The city trail connects to the state park going this way...

or the state park connects to the city park going this way. 

The following morning, we motored over the the state park proper.

They keep a small herd of bison for public viewing, conservation, and education. This big boy spotted me by the gate, and chuffed his way over, probably hoping I had snacks. I did not, so he huffed his way right on past.

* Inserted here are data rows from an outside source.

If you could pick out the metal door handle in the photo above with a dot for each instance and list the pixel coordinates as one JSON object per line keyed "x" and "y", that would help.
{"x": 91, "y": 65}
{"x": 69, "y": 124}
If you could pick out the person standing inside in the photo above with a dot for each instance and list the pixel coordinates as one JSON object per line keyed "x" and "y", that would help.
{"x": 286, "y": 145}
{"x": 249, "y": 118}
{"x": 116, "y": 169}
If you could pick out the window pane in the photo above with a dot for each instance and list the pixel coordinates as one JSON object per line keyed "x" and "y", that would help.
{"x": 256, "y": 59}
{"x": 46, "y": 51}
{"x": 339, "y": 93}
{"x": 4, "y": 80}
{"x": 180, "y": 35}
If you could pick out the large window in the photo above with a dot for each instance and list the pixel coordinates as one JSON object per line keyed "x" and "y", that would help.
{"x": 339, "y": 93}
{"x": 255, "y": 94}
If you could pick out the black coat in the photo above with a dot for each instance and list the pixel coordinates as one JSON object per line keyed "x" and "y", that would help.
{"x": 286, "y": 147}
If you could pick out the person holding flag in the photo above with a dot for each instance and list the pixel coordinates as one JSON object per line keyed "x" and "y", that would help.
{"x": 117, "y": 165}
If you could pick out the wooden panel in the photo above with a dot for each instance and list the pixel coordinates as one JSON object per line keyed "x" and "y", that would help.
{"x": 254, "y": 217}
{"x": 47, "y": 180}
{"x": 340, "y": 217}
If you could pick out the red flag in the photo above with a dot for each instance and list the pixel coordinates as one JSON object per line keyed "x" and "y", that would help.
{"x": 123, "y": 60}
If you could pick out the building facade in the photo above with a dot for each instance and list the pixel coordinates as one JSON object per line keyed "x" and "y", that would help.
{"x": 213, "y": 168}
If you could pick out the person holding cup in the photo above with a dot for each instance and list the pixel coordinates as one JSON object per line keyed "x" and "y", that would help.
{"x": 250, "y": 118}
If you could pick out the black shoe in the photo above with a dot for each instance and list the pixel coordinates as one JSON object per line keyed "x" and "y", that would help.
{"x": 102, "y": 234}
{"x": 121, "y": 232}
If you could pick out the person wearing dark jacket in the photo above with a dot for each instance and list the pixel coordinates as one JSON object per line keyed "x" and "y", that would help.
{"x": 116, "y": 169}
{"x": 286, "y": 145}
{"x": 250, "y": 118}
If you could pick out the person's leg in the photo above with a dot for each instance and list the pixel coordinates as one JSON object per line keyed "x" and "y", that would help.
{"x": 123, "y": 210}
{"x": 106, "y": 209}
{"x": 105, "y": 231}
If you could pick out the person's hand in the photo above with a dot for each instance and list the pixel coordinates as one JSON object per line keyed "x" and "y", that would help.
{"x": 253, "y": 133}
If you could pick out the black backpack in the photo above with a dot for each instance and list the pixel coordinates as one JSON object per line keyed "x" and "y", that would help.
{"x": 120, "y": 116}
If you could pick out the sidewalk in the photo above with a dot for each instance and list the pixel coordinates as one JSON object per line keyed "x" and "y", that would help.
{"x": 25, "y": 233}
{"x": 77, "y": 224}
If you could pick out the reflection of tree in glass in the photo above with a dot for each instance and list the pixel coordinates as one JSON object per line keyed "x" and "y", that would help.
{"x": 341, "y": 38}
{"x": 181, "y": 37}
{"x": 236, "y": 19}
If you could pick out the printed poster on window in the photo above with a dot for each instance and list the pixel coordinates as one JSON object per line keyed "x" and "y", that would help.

Sorry for the sun in your eyes. Wear your hat!
We hiked along a back trail recommended by the woman at the visitor's center. We were hoping to spy the bull moose that she said had been spotted near the south end of the park, but we didn't find him. Moose aren't part of the fenced animals in at this park, so I'm not entirely upset that we didn't run across him.

Bull elk are.
Elk are also native to our yard here at home, and while we were gone they thought it was a real treat to eat the flowers in my flower boxes and stomp down the chicken wire around the kale box to help themselves to that as well. Don't think I forgive you, elk, just because you brought out your three cute spotty babies last night, either. Elk season is right around the corner. Fatten up at your own risk.